The number of surgeries more than doubled between 1996 and 2007, when it reached 32 percent of all births — where it has more or less remained since.

Birth comes up a lot in conversations with other parents - a secret club that suffers in silence

Birth comes up a lot in conversations with other parents – a secret club that suffers in silence

Rachel writes, “And while I thought what I had experienced was highly unusual, I discovered that breakthrough pain during C-sections is not that rare, although researchers have only just begun to investigate this.

‘My trauma was not unique either; a large proportion of mothers – as many as 45 percent, per survey – feel traumatized by the birth.”

And anecdotally, she has learned that there is a “secret club” of mothers who suffer in silence, writing, “As I have raised my children over the past seven years, birth has often come up in conversations with other parents, often in shreds. between handing out snacks or pushing a swing in the park.

‘When they heard about my experience, many mothers confessed to me about their own caesarean section: ‘Physically it went well, but emotionally it was tough.’ Or, “I had postpartum depression, but was never diagnosed.”

Rachel even encountered women who worked in medicine who told her similar stories.

“Oh honey,” a nurse said on the phone, “I know how you feel.
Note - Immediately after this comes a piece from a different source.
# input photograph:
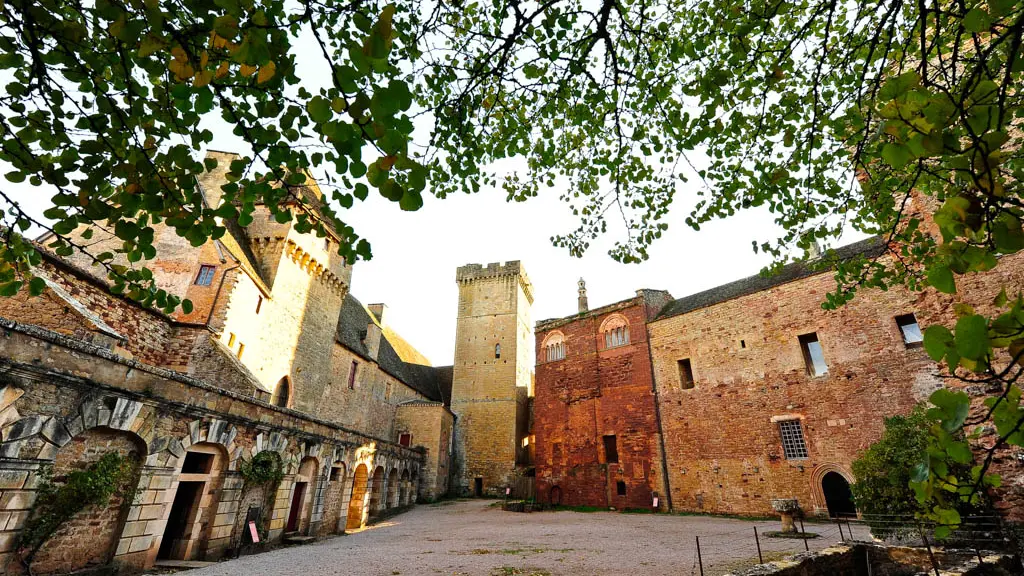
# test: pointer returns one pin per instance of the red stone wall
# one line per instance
(723, 448)
(592, 393)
I had an emergency caesarean section, lost so much blood and even lost my uterus.”

“There are so many of us,” Rachel writes, “in all walks of life, who look like normal, well-adjusted people doing our thing and belying the traumatizing or otherwise unresolved c-section in the center.”

Invisible labor: the untold story of the caesarean section by Rachel Somerstein is published by Ecco Labor.